The next day, Cassidy arrives disguised at the meet but spends more than an hour warming up on the cross-country course near the track. As the race draws nearer, Quenton fights to keep control of his adrenaline and anxiety, waiting until the race starts so he can unleash them. A large part of a chapter is devoted to the race itself, which comes down to a contest between Cassidy and Walton in the final lap. The novel describes the effect lactic acid has on Quenton as he fights to close in on Walton, who has a slight lead. Excruciatingly, Cassidy reels Walton in and outsprints him in the final straight to win the race in a time of 3:52.5.

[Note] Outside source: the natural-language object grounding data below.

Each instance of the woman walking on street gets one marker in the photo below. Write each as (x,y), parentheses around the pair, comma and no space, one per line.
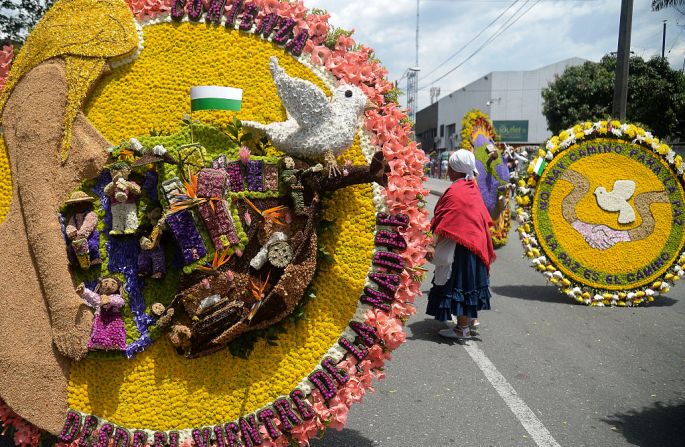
(462,250)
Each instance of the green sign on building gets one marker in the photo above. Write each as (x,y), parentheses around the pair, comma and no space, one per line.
(512,131)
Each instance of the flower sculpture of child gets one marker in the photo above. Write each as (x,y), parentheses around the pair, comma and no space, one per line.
(123,193)
(108,326)
(81,230)
(151,258)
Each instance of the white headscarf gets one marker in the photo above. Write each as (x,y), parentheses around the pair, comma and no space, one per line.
(465,162)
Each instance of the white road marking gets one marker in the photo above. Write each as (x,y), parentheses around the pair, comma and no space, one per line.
(523,413)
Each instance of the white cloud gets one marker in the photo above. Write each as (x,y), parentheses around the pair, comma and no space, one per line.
(551,31)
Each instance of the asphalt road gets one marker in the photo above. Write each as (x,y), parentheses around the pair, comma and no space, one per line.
(591,376)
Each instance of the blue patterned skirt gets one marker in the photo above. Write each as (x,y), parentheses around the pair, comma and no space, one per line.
(465,293)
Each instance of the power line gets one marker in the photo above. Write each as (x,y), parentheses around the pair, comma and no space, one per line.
(511,21)
(472,40)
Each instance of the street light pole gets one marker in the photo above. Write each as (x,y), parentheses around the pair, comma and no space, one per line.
(623,61)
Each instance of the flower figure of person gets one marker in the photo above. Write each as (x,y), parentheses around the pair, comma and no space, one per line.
(292,177)
(81,230)
(123,194)
(108,326)
(151,257)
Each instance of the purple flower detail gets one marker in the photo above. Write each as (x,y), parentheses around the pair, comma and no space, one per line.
(233,13)
(266,416)
(232,434)
(121,436)
(270,177)
(178,9)
(123,258)
(377,299)
(250,430)
(395,220)
(489,184)
(285,30)
(215,12)
(104,434)
(324,384)
(391,239)
(235,176)
(220,162)
(90,423)
(182,226)
(303,407)
(338,374)
(219,433)
(211,183)
(285,413)
(149,185)
(138,346)
(139,439)
(389,260)
(366,333)
(267,25)
(296,46)
(356,351)
(195,10)
(99,190)
(72,427)
(389,281)
(249,14)
(254,175)
(202,437)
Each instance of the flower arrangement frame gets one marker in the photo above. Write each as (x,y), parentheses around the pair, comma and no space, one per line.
(344,375)
(620,138)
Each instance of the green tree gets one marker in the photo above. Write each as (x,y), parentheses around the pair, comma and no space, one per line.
(656,96)
(18,17)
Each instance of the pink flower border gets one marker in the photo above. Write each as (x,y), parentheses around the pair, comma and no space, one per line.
(390,131)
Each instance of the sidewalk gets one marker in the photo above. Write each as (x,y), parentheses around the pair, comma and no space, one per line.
(436,186)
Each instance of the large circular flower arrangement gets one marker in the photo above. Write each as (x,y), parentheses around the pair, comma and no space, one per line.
(601,214)
(478,135)
(292,380)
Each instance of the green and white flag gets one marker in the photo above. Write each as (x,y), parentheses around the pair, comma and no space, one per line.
(540,164)
(211,97)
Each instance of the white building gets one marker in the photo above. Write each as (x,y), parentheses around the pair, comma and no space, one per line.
(512,99)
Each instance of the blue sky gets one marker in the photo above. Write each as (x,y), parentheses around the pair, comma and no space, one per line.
(550,31)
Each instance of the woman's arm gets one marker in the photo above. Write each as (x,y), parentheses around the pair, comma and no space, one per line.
(43,183)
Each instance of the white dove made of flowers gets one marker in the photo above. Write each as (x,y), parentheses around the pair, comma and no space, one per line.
(600,247)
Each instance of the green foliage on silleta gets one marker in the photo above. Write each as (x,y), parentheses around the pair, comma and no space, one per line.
(17,17)
(656,96)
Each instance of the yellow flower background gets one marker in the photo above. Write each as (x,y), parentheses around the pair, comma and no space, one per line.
(604,170)
(159,389)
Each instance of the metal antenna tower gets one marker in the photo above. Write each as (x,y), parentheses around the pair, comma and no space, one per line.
(413,77)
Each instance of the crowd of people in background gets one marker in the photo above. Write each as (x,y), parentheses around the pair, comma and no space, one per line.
(516,158)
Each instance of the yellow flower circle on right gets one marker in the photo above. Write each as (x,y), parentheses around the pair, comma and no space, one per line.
(607,215)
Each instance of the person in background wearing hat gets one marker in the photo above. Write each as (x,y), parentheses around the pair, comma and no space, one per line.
(81,230)
(462,250)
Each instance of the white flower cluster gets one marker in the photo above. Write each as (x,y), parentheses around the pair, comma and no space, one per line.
(530,243)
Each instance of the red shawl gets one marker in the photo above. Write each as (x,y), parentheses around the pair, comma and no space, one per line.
(461,215)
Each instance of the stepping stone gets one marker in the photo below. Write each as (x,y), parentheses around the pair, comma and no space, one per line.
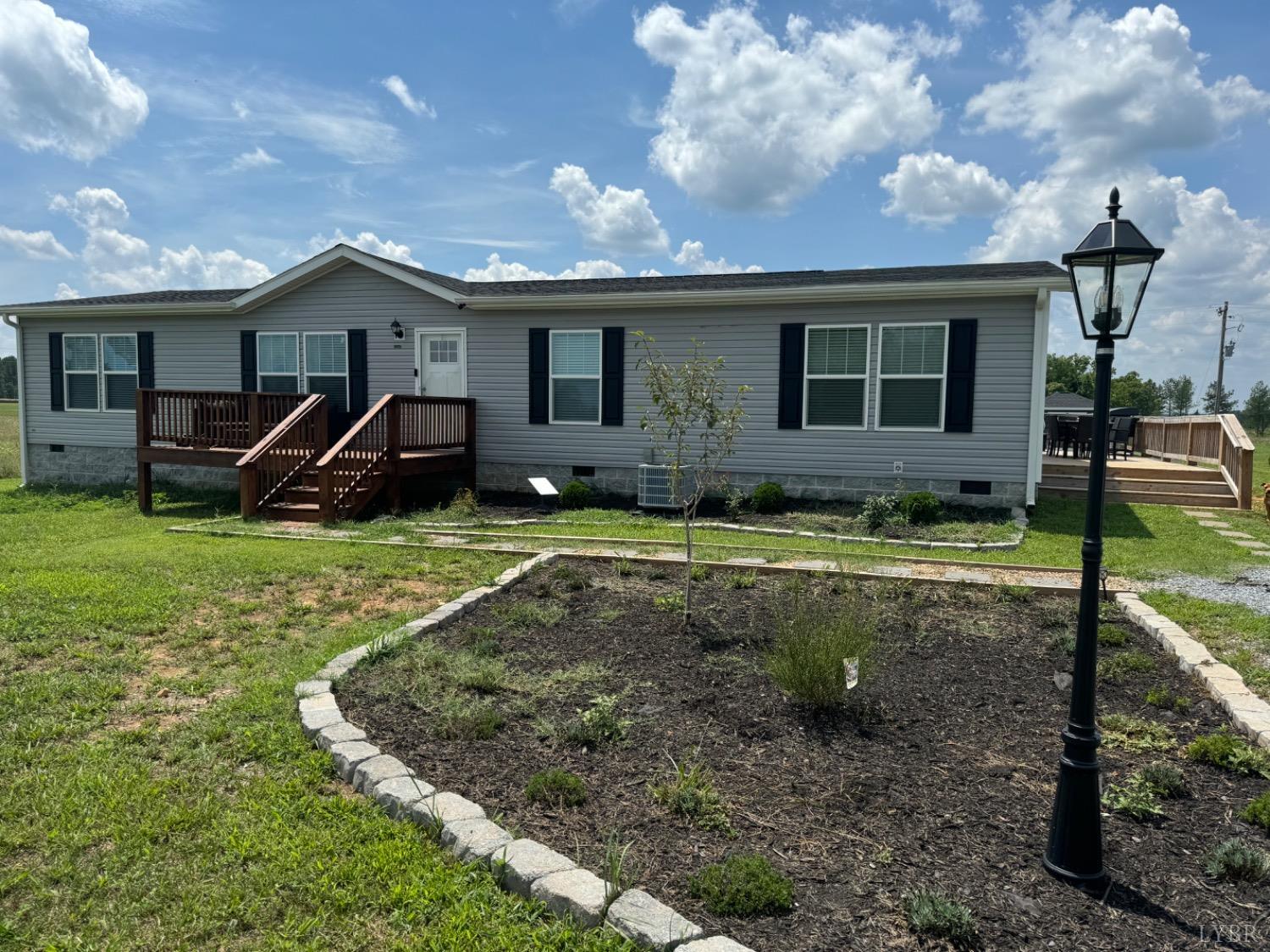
(968,576)
(898,570)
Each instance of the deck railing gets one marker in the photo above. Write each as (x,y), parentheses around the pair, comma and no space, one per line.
(210,419)
(1217,439)
(279,459)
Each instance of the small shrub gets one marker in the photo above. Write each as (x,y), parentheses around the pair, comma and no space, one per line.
(572,578)
(670,602)
(690,792)
(813,639)
(1257,812)
(932,914)
(743,886)
(1165,700)
(576,495)
(1135,799)
(1135,734)
(599,724)
(767,498)
(1112,636)
(530,614)
(921,508)
(1118,668)
(879,510)
(1223,749)
(1239,862)
(465,504)
(462,718)
(555,787)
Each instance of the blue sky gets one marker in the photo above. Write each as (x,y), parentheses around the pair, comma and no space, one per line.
(200,144)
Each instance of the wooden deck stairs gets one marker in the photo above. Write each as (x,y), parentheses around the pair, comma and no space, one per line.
(289,470)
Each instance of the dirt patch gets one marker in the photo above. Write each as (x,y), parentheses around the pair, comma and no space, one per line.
(940,774)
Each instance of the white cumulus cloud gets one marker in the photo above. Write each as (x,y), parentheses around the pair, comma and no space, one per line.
(693,256)
(935,190)
(497,269)
(38,245)
(754,124)
(617,220)
(365,241)
(398,88)
(55,93)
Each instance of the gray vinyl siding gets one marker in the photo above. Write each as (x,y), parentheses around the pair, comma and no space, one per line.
(202,353)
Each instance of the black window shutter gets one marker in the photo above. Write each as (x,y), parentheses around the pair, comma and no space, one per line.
(358,381)
(56,382)
(246,360)
(540,376)
(611,388)
(959,396)
(789,414)
(146,360)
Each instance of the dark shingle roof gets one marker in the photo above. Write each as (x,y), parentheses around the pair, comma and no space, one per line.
(614,286)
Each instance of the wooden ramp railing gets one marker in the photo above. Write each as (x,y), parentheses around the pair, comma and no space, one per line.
(279,461)
(1216,439)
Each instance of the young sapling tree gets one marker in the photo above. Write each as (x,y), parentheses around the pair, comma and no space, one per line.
(693,421)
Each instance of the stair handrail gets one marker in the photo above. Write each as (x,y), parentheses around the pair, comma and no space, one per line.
(348,465)
(279,461)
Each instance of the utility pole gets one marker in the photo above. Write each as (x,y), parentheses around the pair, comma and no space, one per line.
(1221,358)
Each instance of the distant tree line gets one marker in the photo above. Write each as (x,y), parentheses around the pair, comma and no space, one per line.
(1074,373)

After the race, the scene changes back to Cassidy standing at the Southeastern track, walking through the last lap of a mile. Quenton reflects upon his running career and realizes that while it is over for him, there is much to be left behind on the track. When he reaches the end of the lap, he reaches into his bag and pulls out a box with a silver Olympic medal inside. Cassidy thinks to himself that he can live with leaving behind his old life, and with a bittersweet feeling walks off into the night.

==Critical reception==
Once a Runner, while dismissed by some critics as a cult classic that generally appeals only to competitive runners, has received considerable critical praise from Sports Illustrated, Track & Field News, and Runner's World.

==Characters==

- Quenton Cassidy – The protagonist of the book, Cassidy is a collegiate runner whose dedication to the sport forces him to choose to drop out of school and run under the coaching of Bruce Denton (see below).

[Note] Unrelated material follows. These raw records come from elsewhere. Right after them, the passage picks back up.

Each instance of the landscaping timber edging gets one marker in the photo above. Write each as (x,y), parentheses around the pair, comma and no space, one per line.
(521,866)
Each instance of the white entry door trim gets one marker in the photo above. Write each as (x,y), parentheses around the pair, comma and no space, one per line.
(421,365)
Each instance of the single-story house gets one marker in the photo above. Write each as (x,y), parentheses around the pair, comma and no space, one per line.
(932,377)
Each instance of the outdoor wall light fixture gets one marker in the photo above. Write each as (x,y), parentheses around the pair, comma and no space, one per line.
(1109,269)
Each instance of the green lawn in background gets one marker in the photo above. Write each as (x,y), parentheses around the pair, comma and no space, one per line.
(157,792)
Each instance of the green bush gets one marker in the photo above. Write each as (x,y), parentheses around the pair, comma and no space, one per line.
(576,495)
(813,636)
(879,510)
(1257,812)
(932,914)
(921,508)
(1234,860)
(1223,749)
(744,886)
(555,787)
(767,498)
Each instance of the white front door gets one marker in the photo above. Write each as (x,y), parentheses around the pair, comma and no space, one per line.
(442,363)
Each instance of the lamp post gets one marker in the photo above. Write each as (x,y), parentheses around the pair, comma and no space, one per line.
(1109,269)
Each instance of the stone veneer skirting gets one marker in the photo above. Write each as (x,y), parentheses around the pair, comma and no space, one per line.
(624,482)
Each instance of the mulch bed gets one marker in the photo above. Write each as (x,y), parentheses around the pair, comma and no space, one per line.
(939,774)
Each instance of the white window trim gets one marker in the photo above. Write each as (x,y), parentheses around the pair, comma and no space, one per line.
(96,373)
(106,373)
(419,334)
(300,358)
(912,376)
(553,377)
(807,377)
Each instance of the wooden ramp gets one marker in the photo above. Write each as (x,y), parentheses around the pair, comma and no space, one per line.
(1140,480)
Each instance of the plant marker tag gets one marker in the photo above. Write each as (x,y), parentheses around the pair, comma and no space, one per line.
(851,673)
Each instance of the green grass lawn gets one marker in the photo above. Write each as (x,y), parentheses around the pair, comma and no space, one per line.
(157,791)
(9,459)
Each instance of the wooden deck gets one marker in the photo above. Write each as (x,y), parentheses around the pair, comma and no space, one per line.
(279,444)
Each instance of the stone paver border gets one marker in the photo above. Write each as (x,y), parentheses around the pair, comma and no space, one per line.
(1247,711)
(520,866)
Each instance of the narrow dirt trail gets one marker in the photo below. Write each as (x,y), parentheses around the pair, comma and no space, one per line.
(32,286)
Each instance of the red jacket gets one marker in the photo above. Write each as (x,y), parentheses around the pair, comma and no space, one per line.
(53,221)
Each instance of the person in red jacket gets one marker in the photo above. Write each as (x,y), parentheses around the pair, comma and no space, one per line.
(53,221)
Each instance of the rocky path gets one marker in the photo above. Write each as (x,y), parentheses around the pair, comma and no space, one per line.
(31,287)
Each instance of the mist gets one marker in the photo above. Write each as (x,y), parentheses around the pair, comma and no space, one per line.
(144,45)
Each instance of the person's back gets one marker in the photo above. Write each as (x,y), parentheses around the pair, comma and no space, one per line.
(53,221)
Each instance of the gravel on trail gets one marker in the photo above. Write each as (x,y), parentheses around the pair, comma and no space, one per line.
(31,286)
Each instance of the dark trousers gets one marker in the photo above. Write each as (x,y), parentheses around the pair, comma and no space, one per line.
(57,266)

- Bruce Denton – A fictional Olympic champion runner who becomes Cassidy's friend and coach.
- Jerry Mizner – Cassidy's best friend and teammate.
- Andrea Cleland – Cassidy's girlfriend.
- Dick Doobey – The head football coach at Southeastern. He attempts to have Cassidy expelled from the school for disrupting loyalty among his athletes.

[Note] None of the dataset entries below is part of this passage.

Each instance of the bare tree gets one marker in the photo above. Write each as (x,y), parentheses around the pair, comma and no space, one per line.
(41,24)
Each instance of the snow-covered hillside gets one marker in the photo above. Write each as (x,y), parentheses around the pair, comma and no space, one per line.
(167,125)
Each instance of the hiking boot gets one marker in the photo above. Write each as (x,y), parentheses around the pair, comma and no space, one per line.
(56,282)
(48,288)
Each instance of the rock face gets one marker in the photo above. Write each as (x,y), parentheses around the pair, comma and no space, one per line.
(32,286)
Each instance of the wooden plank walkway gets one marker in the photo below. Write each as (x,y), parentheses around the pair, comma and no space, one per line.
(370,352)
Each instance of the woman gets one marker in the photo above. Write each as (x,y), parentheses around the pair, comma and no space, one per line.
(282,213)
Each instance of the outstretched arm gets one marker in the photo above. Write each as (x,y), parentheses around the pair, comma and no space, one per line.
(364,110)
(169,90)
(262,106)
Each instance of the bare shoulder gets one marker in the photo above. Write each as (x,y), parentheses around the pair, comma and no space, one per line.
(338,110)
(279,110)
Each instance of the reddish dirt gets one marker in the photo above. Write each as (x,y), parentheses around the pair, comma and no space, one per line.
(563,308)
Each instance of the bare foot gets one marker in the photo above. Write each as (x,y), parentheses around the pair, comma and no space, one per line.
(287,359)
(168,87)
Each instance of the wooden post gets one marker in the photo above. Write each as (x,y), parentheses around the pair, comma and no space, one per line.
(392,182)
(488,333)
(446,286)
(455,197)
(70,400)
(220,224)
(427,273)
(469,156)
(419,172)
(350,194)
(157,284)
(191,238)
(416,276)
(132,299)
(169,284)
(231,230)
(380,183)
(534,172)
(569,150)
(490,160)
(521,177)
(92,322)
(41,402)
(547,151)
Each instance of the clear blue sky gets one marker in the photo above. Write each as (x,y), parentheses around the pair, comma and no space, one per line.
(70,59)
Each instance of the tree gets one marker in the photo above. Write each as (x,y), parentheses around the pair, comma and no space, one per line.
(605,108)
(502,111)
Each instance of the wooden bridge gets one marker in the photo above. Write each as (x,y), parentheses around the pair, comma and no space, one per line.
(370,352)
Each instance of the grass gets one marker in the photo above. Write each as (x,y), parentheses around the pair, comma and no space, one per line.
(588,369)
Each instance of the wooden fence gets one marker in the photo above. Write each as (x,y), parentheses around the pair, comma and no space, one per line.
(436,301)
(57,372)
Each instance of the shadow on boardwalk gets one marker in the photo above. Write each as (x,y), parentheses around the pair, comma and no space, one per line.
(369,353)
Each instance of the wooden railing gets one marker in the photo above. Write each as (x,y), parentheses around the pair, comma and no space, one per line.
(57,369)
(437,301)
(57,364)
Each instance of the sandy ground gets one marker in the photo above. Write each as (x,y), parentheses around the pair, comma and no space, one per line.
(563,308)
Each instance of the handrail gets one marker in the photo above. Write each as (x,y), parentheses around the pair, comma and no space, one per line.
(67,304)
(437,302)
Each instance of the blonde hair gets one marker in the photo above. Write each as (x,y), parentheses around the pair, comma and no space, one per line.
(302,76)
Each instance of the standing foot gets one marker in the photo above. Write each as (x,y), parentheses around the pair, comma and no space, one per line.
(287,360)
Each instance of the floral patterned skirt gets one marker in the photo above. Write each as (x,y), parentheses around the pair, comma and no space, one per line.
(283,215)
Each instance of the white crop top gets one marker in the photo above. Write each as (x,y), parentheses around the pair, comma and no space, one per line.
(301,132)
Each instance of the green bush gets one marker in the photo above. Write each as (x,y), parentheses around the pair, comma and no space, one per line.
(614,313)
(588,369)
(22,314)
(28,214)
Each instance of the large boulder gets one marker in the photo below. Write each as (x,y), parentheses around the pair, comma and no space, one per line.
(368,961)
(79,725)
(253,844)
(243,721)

- John Walton – The world record holder for the mile, and the first person to run a time under 3 minutes and 50 seconds in the mile. His character is based on that of the famous miler John Walker. Cassidy's race against him is the novel's climactic moment.
- Mike Mobley – A very large thrower on the Southeastern Track and Field team. He is one of the team captains and greatly respects Cassidy.